Most efficient way to compare lists based on their numerical differences?

Question

I am working with lists containing purely numerical data, and I wish to compare one list to another in terms of their numerical differences:

primary_seq = [0, 2, 4, 5, 7, 8, 10]
    ...Code code code
primary_pattern = 2^2^1^2^1^2

sub_seq = [0, 2, 3, 5, 6]
    ...Code code code
sub_pattern = 2^1^2^1

Given this, I would like the program to compare the sub_pattern with the primary_pattern:

>>> primary_pattern >= sub_pattern
>>> True

So, basically,

221212  <--- Above seq.
 2121   <--- This is a section of the above seq.

Answer 1

You can make a class to calculate the pattern 1^2^1^2 and define the sense of >= (which seems to be the in of strings).

class pattern:
  pattern=''
  def __init__(self,lst):
    pat=str([lst[i+1]-lst[i] for i in range(len(lst)-1)])[1:-1]
    self.pattern=pat.replace(', ','^')
  def __repr__(self): return  self.pattern
  def __ge__(self,other): return (other.pattern in self.pattern)
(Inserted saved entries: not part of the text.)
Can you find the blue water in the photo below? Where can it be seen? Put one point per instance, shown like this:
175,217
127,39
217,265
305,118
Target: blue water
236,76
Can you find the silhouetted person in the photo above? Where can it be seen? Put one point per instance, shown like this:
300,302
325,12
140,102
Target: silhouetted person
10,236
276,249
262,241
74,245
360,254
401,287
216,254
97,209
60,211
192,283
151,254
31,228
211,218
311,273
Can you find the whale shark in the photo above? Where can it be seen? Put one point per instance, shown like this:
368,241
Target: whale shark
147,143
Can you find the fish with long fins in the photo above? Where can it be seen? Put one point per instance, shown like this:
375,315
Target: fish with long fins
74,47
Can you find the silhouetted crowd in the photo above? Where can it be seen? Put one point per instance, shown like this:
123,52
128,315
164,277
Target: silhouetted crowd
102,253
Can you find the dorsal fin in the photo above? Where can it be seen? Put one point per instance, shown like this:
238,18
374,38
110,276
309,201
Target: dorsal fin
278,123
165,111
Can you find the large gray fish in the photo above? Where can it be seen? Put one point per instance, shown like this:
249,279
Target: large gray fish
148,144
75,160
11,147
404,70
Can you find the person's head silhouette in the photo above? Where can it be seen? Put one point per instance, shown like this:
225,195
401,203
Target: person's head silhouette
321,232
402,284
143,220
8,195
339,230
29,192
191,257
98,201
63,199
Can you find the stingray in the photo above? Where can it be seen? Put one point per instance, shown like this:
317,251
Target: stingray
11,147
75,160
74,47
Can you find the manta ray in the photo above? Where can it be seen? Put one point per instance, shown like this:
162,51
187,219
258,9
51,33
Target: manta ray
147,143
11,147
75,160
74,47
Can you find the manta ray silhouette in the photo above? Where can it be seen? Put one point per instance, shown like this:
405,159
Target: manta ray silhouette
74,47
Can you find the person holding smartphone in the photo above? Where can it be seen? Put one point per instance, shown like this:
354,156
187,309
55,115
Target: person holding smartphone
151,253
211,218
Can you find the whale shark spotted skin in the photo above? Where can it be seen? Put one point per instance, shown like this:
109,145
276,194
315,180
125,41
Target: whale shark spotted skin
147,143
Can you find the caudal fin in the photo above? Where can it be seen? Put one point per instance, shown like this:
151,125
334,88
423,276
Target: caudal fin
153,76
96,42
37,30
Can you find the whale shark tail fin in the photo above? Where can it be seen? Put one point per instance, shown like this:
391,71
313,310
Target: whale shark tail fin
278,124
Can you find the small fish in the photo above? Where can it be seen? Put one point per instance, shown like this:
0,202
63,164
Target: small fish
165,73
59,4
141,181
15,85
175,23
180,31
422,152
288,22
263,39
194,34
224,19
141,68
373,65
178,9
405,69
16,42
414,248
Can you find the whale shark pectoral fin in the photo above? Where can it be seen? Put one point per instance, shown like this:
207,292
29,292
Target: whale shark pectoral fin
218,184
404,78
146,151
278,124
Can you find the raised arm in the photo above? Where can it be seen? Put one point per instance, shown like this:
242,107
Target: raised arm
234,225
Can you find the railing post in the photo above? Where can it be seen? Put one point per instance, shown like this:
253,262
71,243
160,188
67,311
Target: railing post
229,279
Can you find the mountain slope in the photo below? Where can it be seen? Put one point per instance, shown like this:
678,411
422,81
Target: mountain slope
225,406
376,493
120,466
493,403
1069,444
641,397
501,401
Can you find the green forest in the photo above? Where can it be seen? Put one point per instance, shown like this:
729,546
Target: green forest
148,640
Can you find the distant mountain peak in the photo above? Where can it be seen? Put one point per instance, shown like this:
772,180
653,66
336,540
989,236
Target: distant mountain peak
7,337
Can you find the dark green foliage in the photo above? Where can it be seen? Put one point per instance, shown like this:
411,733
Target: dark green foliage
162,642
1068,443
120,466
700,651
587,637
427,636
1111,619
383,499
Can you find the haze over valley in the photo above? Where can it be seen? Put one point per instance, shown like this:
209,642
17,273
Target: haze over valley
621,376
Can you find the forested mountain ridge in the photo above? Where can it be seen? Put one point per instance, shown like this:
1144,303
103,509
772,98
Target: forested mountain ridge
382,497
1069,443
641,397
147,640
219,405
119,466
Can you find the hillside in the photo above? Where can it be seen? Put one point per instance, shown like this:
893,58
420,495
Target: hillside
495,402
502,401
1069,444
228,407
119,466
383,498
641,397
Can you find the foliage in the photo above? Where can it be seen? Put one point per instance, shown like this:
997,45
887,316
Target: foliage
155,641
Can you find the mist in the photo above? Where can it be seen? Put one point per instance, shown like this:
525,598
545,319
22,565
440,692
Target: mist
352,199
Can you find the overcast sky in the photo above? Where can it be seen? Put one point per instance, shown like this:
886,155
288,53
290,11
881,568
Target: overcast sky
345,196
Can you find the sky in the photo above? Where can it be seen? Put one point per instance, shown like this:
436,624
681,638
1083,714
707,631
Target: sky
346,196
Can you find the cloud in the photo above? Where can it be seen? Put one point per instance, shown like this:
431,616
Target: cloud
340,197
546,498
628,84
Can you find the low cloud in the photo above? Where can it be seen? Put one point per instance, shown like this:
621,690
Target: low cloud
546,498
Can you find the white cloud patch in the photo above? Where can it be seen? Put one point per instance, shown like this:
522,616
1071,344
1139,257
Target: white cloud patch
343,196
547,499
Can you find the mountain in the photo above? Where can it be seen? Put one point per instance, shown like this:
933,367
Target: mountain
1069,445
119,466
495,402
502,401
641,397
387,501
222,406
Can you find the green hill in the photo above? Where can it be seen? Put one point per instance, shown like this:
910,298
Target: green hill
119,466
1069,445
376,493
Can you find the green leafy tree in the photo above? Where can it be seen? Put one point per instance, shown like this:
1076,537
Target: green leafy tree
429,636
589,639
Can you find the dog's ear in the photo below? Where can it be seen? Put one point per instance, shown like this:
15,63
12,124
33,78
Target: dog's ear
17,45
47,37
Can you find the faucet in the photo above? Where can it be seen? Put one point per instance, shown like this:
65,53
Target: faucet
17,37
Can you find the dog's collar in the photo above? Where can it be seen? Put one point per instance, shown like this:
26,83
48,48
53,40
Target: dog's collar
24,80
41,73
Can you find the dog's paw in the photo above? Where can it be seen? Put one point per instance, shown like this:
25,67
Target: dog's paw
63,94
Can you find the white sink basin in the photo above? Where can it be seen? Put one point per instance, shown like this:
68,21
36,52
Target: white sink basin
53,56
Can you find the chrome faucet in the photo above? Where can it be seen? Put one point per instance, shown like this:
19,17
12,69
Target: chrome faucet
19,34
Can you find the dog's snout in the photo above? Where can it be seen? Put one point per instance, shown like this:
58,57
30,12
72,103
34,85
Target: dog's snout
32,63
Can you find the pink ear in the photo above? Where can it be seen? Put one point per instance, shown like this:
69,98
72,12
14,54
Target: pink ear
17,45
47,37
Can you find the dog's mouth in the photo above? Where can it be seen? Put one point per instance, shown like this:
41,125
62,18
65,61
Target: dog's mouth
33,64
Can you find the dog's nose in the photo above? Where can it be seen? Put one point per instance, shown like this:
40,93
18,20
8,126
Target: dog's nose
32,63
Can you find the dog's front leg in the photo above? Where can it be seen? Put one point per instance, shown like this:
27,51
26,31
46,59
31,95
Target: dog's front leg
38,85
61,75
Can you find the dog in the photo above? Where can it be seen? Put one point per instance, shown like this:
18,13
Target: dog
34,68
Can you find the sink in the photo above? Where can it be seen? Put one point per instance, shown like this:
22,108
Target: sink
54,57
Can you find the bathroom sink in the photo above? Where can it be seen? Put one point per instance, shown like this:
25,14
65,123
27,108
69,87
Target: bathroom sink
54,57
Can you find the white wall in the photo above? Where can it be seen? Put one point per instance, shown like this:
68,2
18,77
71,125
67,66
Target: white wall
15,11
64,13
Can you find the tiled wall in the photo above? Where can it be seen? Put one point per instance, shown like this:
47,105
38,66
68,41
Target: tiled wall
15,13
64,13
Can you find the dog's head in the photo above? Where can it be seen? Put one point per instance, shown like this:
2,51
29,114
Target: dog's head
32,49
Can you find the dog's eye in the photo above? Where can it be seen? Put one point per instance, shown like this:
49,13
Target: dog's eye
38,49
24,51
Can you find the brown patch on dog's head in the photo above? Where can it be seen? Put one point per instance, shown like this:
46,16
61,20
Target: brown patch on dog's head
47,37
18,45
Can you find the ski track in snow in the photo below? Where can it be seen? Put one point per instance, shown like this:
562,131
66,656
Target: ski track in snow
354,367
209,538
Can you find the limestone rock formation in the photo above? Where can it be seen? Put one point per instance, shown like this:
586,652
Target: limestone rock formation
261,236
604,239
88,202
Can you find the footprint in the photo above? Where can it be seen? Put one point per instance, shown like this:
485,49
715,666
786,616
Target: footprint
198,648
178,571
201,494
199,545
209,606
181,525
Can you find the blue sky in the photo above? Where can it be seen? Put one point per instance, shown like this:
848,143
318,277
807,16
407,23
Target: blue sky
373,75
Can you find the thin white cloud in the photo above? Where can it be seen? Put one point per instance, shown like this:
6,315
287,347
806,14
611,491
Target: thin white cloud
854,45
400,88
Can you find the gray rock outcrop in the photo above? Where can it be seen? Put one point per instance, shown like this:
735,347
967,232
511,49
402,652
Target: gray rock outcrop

 >>>primary_pattern =pattern(primary_seq) 
 >>>sub_pattern = pattern(sub_seq)
 >>>sub_pattern
 2^1^2^1
 >>>primary_pattern >= sub_pattern
 True

Answer 2

Assuming you mean the sum of differences is greater in one list than another to mean >= then you can zip up the list with itself and sum the differences...

>>> primary_pattern = [abs(a-b) for a,b in zip(primary_seq[1:], primary_seq[:-1])]
>>> sub_pattern = [abs(a-b) for a,b in zip(sub_seq[1:], sub_seq[:-1])]
>>> sum(primary_pattern[1:-1]) >= sum(sub_pattern)
True

Note: If sequences are strictly ordered then you don't need the abs() .